Soon, we see Horn’s underling Cal (Tom Blyth) is going to retrieve his wife, Leonie (Mia McKenna-Bruce) for him. Horn, desperately clinging to a false tranquility with the hope that all can be fixed when she arrives, does everything he can to try to get Alboury to leave. He doesn’t and things steadily grow more tense as Leonie gets closer to the construction site. 

This all seems quite simple on paper, but underneath every line of dialogue is a growing sense of unease that Denis contrasts with the ordinary rhythms of the site. Never once overplaying her hand, she lets us begin to understand the everyday cost of doing business that the site pays in money and the community in human lives. We see how Horn is familiar with paying off families after their loved ones die and doesn’t think this will be any different.

Yet as the night grows darker, the two increasingly go back and forth, neither seeming like they will move an inch. Then, you see how Horn’s excuses are becoming more cowardly rationalizations and eventual confessions that whither under the piercing stare of De Bankolé. Even as Dillon is the one with more to do and dialogue to speak, it’s an outstanding De Bankolé who holds the camera with such intensity that you don’t dare look away for even a second. 

As shot by the excellent cinematographer Eric Gautier, who previously collaborated with Denis on “Both Sides of the Blade” and “Stars at Noon,” everything about the site and the fence that separates the two men makes it feel as though we’re trapped in some sort of purgatory. One could reduce the film to a morality play with neat answers, but it’s more of a technically focused deconstruction of violence and desire than it is anything else. Just as Leonie’s arrival reveals how Cal is jealous of Horn, the violence that always remains just out of frame becomes something that those inside the fence try to keep buried. But there is no keeping such things buried, no matter how much the characters desperately try. 

When everything is then inevitably dug up and laid out in the open, there’s something almost intentionally unsatisfying about the moment. A flashback, a narrative device Denis has always tended to forcibly lean on in her films to spell out information, that should be shattering actually feels woefully inevitable when we already know that the “accident” at the beginning of the film was just the common story that Horn tells on behalf of his bosses.

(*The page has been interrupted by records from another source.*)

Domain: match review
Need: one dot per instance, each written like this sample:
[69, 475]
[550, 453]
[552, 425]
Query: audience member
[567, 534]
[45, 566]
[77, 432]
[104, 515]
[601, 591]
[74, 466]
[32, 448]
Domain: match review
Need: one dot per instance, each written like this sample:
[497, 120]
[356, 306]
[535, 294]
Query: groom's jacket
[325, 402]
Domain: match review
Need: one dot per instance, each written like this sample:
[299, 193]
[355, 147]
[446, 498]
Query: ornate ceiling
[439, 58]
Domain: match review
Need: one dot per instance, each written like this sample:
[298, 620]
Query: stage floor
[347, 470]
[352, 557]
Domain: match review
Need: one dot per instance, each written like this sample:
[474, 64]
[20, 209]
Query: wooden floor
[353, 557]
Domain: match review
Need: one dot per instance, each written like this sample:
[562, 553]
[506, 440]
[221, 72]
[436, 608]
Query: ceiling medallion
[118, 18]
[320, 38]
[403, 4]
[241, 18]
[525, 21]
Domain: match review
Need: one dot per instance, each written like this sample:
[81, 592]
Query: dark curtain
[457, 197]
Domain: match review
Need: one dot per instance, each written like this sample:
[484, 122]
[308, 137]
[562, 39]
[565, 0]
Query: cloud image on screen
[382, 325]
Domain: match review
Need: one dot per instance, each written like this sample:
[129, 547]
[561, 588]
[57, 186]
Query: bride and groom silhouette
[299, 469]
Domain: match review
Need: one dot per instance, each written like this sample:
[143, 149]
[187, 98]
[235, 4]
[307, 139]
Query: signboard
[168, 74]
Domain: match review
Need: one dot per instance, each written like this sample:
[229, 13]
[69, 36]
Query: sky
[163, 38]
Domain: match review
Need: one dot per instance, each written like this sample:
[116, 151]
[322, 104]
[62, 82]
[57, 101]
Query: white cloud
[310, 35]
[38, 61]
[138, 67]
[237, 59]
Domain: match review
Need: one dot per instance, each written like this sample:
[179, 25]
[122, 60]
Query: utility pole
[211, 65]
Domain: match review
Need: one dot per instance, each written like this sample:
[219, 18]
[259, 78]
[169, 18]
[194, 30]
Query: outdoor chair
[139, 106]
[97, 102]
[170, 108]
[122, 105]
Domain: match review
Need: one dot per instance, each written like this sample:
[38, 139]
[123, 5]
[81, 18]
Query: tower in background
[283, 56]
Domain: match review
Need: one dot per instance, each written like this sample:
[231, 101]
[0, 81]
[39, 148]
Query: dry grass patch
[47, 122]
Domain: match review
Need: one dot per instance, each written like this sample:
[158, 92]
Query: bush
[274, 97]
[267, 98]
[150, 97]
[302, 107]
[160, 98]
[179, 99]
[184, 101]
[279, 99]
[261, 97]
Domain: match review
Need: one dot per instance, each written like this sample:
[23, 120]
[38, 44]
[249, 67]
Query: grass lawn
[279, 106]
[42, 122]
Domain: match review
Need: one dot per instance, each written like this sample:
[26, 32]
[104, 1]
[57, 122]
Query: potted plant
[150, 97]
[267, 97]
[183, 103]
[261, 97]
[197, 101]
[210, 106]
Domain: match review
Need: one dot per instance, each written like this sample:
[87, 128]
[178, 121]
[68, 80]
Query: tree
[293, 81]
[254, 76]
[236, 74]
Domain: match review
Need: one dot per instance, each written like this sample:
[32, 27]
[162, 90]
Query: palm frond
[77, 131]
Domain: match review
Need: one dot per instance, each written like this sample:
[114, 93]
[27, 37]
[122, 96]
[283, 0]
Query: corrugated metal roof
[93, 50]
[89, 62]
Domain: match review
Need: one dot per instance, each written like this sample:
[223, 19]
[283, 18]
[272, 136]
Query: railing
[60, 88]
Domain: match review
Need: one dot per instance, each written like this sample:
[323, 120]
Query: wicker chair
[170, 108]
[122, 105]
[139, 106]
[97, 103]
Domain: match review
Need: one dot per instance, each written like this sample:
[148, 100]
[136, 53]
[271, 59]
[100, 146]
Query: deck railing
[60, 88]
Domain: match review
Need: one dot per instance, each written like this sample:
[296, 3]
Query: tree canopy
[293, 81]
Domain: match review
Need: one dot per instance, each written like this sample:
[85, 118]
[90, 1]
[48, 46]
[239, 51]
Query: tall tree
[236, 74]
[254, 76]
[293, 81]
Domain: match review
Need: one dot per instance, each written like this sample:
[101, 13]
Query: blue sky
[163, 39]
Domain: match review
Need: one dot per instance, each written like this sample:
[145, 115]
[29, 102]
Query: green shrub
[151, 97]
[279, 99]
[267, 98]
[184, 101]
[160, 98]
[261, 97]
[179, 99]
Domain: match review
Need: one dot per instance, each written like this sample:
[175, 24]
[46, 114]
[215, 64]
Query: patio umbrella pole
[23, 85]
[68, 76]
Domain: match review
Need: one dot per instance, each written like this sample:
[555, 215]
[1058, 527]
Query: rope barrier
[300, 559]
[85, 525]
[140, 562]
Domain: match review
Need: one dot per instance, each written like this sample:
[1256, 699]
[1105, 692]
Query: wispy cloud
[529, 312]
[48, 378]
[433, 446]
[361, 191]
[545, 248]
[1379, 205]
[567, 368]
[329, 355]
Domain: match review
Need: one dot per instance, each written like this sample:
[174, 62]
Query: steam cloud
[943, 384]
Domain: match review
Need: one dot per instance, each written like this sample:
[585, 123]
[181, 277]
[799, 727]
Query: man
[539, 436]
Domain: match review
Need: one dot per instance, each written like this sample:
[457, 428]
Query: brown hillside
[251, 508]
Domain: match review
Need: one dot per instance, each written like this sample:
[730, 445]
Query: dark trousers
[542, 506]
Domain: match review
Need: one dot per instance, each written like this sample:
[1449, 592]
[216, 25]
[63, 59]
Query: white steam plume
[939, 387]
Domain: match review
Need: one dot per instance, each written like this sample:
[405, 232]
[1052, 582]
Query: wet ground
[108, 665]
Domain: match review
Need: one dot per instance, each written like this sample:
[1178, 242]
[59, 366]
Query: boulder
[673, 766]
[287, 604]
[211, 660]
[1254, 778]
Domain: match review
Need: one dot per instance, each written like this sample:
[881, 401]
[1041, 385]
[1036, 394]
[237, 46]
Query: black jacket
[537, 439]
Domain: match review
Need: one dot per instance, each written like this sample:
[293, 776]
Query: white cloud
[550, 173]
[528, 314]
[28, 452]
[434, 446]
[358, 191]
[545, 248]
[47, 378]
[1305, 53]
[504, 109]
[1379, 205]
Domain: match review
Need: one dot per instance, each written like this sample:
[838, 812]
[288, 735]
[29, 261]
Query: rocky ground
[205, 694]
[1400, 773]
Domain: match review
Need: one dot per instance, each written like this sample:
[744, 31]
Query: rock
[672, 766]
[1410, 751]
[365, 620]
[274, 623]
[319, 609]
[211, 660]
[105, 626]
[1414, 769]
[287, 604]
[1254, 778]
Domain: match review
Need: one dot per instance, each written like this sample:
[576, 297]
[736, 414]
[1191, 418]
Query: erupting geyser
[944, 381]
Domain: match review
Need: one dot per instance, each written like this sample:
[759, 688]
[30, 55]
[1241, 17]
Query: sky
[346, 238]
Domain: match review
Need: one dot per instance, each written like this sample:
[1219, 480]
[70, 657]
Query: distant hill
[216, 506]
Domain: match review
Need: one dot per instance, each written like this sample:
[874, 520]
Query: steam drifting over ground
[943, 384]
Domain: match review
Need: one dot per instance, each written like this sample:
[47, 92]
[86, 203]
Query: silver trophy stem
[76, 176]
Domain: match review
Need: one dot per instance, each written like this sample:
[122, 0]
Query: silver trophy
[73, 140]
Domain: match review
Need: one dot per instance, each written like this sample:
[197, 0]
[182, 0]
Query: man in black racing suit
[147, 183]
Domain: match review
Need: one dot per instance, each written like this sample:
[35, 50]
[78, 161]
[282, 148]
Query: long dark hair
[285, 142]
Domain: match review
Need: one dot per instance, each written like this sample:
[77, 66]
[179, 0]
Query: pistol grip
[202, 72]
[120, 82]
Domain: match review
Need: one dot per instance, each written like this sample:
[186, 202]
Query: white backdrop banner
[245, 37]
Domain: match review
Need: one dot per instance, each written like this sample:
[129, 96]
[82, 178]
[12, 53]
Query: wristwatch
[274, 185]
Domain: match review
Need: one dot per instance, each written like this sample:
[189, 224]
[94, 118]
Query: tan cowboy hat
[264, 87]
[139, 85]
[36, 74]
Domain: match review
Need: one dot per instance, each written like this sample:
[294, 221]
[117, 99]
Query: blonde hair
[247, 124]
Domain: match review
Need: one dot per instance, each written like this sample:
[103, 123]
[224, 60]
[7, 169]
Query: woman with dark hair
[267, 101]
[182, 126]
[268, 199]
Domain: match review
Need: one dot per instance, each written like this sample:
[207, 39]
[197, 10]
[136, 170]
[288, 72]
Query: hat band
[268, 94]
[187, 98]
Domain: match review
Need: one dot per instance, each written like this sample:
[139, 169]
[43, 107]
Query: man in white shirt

In every camera move Denis makes and each restrained yet riveting line delivery from De Bankolé, this all eventually gets broken down. When “The Fence” proceeds to leave this site of violence behind, the lack of justice or catharsis is the point. Though a small film in many regards, it’s the quiet despair we arrive at and the death that gets shouldered where we feel the film’s weight crushing down on those still outside the fence all the same.